A proximal policy optimization based intelligent home solar management
Kode Creer, Imitiaz Parvez
TL;DR
The paper tackles profit maximization for prosumers in a smart-home solar setup under dynamic electricity markets. It proposes a proximal policy optimization (PPO) framework augmented with recurrent rewards, generalized advantage estimation (GAE), soliton-based embeddings, and a sparse mixture-of-experts (MOE) forecaster to handle limited data and long-horizon planning. Empirical results show PPO delivers roughly a 30% boost in accumulated profits over naive baselines, with soliton embeddings improving generalization and reducing overfitting. The work offers a practical RL approach for long-term energy trading decisions and introduces data-augmentation and reward-structuring techniques applicable to related financial and sequential decision tasks, with open-source release.
Abstract
In the smart grid, the prosumers can sell unused electricity back to the power grid, assuming the prosumers own renewable energy sources and storage units. The maximizing of their profits under a dynamic electricity market is a problem that requires intelligent planning. To address this, we propose a framework based on Proximal Policy Optimization (PPO) using recurrent rewards.

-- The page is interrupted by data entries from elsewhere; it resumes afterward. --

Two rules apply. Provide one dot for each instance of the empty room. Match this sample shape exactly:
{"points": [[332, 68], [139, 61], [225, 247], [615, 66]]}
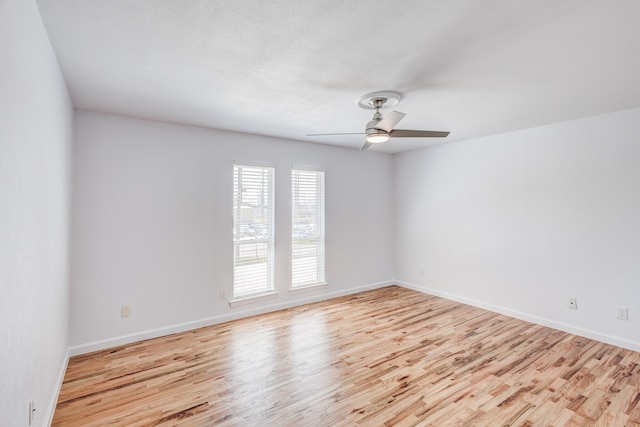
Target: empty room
{"points": [[319, 213]]}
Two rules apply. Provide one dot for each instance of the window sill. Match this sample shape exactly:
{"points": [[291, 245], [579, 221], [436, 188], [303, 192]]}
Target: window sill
{"points": [[308, 288], [250, 299]]}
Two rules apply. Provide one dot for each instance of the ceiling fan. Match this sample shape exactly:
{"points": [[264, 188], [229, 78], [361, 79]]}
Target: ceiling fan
{"points": [[381, 129]]}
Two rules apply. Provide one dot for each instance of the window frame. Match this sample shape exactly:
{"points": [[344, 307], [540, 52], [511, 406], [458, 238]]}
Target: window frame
{"points": [[315, 233], [247, 233]]}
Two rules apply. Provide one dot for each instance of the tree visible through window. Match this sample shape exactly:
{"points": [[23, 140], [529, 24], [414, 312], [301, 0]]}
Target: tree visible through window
{"points": [[307, 231], [253, 230]]}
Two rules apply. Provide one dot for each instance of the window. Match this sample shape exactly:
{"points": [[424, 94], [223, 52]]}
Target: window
{"points": [[253, 236], [307, 228]]}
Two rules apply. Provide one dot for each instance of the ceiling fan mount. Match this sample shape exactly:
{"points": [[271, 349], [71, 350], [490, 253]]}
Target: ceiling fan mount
{"points": [[380, 129], [386, 99]]}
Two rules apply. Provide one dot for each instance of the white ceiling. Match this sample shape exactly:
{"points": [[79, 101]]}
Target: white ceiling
{"points": [[287, 68]]}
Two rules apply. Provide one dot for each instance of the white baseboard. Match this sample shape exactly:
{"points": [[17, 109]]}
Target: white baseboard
{"points": [[182, 327], [609, 339], [54, 401]]}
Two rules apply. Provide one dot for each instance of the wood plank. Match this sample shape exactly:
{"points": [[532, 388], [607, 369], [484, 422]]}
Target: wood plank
{"points": [[391, 356]]}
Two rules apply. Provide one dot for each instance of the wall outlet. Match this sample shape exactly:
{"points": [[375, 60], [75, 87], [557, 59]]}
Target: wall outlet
{"points": [[125, 311], [32, 411], [622, 313]]}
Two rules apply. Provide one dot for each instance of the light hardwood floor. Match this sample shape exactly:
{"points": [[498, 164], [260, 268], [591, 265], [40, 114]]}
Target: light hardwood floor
{"points": [[390, 357]]}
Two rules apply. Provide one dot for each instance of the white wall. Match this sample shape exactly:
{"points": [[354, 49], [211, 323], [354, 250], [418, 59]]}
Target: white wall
{"points": [[153, 222], [35, 147], [521, 222]]}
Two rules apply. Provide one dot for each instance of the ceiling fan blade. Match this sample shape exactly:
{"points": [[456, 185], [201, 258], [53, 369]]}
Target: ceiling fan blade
{"points": [[405, 133], [329, 134], [390, 120]]}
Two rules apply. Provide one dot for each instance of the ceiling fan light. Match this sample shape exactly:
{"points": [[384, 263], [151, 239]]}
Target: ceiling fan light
{"points": [[377, 138]]}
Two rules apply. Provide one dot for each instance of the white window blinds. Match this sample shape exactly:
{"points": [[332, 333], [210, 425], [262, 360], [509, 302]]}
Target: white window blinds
{"points": [[307, 231], [253, 230]]}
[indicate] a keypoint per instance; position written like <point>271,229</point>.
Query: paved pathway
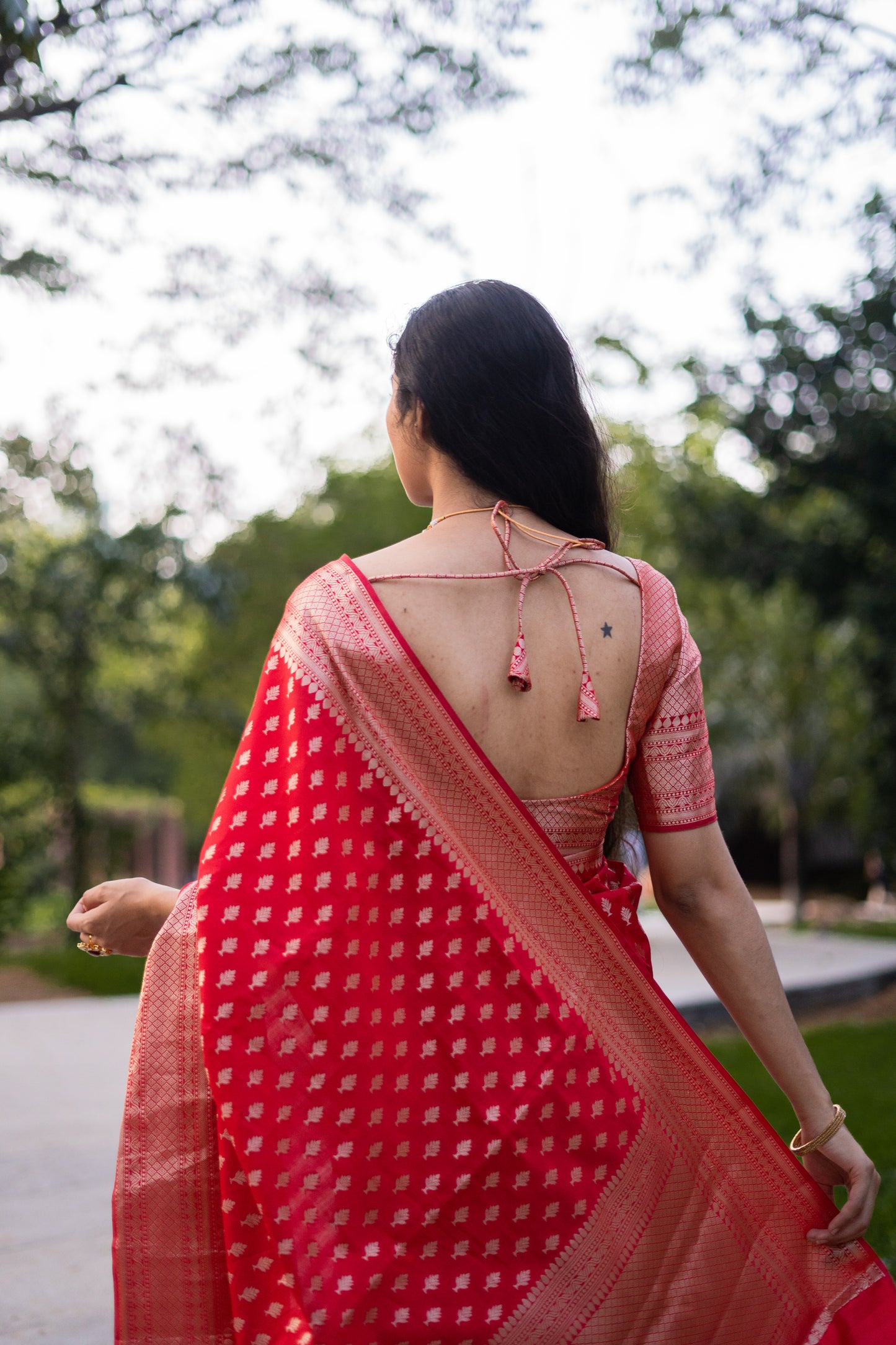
<point>62,1079</point>
<point>62,1083</point>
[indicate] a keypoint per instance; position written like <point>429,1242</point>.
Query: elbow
<point>688,899</point>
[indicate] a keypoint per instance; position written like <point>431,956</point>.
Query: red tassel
<point>519,673</point>
<point>588,708</point>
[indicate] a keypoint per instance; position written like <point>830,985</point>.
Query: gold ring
<point>93,947</point>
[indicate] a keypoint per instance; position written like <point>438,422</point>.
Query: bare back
<point>464,633</point>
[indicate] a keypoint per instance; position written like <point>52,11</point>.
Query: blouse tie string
<point>519,674</point>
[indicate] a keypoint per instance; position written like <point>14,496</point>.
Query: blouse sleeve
<point>671,778</point>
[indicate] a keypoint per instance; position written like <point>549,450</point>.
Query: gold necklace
<point>524,527</point>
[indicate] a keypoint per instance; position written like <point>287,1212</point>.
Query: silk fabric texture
<point>401,1076</point>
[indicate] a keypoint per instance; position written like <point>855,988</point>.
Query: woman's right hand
<point>124,915</point>
<point>844,1163</point>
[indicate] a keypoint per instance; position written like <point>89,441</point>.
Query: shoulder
<point>323,588</point>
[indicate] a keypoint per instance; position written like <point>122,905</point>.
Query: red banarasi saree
<point>402,1076</point>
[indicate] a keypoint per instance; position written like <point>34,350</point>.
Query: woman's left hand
<point>124,915</point>
<point>844,1163</point>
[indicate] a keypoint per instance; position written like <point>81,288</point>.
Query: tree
<point>270,94</point>
<point>786,702</point>
<point>89,623</point>
<point>827,69</point>
<point>814,405</point>
<point>254,572</point>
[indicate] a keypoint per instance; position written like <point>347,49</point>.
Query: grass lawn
<point>70,967</point>
<point>858,1061</point>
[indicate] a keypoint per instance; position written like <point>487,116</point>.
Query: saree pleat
<point>168,1246</point>
<point>451,1103</point>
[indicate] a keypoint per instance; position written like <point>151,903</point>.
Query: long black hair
<point>504,401</point>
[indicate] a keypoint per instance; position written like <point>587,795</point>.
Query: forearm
<point>722,931</point>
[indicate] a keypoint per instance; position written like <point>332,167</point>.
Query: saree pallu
<point>442,1099</point>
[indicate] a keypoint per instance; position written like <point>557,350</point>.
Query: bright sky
<point>555,193</point>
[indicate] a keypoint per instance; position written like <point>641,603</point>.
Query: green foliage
<point>856,1064</point>
<point>816,406</point>
<point>91,631</point>
<point>257,570</point>
<point>827,74</point>
<point>355,77</point>
<point>79,972</point>
<point>789,717</point>
<point>27,862</point>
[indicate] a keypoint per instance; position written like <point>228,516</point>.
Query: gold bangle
<point>93,947</point>
<point>797,1146</point>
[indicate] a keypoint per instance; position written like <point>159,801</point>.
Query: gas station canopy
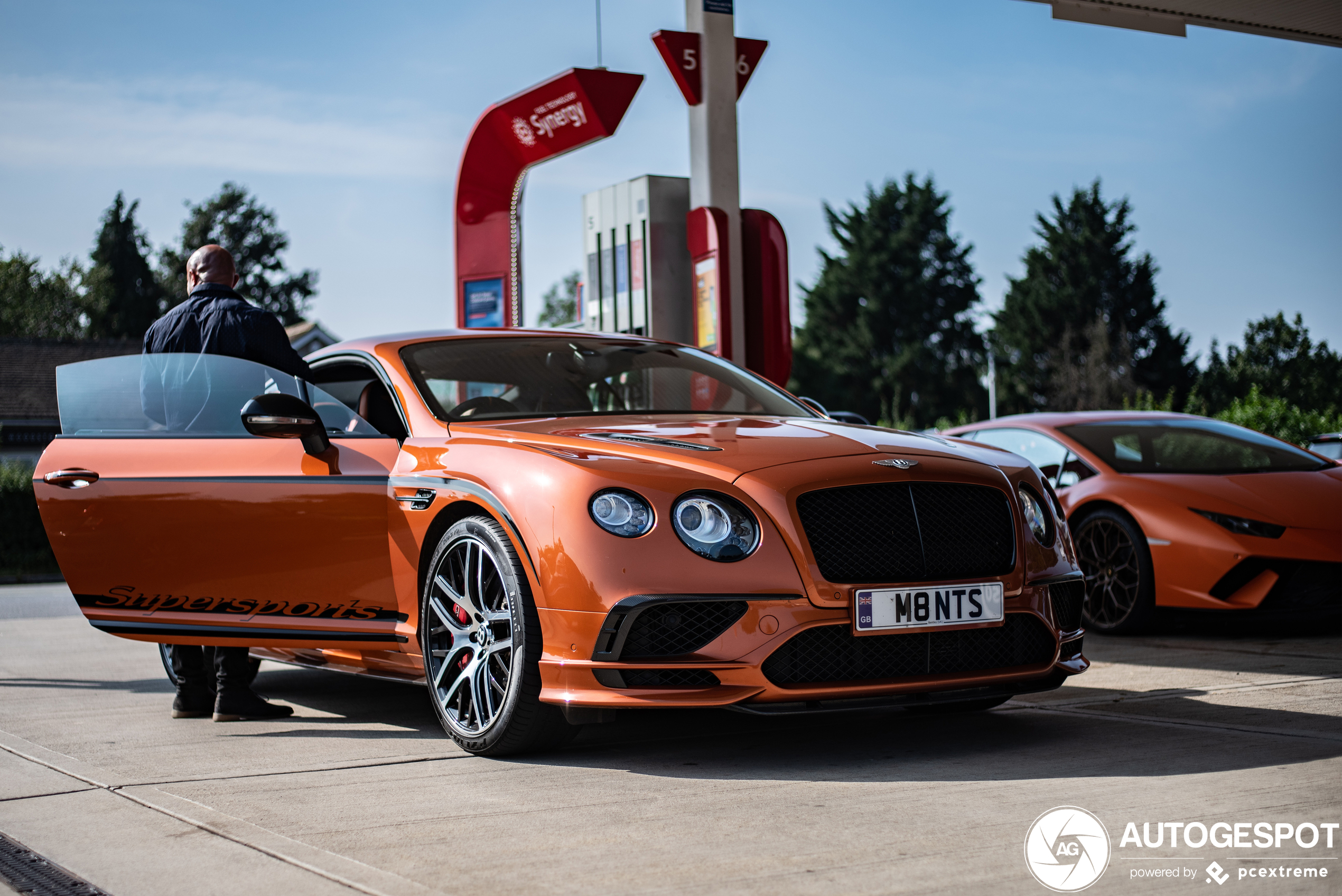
<point>1308,21</point>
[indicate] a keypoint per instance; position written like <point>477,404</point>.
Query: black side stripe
<point>306,481</point>
<point>249,633</point>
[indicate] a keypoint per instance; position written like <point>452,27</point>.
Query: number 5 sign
<point>681,51</point>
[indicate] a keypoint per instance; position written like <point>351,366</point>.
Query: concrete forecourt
<point>1207,757</point>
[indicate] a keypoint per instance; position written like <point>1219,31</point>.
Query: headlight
<point>1035,514</point>
<point>716,526</point>
<point>620,513</point>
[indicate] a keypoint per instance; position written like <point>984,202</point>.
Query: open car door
<point>172,524</point>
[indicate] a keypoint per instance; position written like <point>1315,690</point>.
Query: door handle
<point>73,478</point>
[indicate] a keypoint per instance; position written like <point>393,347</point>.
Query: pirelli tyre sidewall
<point>517,721</point>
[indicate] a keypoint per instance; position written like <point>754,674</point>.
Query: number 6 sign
<point>681,51</point>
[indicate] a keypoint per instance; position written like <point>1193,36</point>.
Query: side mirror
<point>279,416</point>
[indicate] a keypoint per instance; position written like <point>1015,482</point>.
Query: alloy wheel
<point>1113,572</point>
<point>470,639</point>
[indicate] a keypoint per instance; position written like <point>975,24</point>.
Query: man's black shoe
<point>192,702</point>
<point>235,706</point>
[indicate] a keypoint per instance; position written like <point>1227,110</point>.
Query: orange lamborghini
<point>548,526</point>
<point>1175,510</point>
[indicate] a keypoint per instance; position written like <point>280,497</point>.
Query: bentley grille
<point>909,531</point>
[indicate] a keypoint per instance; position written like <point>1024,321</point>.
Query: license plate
<point>928,608</point>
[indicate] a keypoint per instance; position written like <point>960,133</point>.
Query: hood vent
<point>647,441</point>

By using the information about the rewards modeled effectively with PPO to maximize our objective, we were able to get over 30\% improvement over the other naive algorithms in accumulating total profits. This shows promise in getting reinforcement learning algorithms to perform tasks required to plan their actions in complex domains like financial markets. We also introduce a novel method for embedding longs based on soliton waves that outperformed normal embedding in our use case with random floating point data augmentation.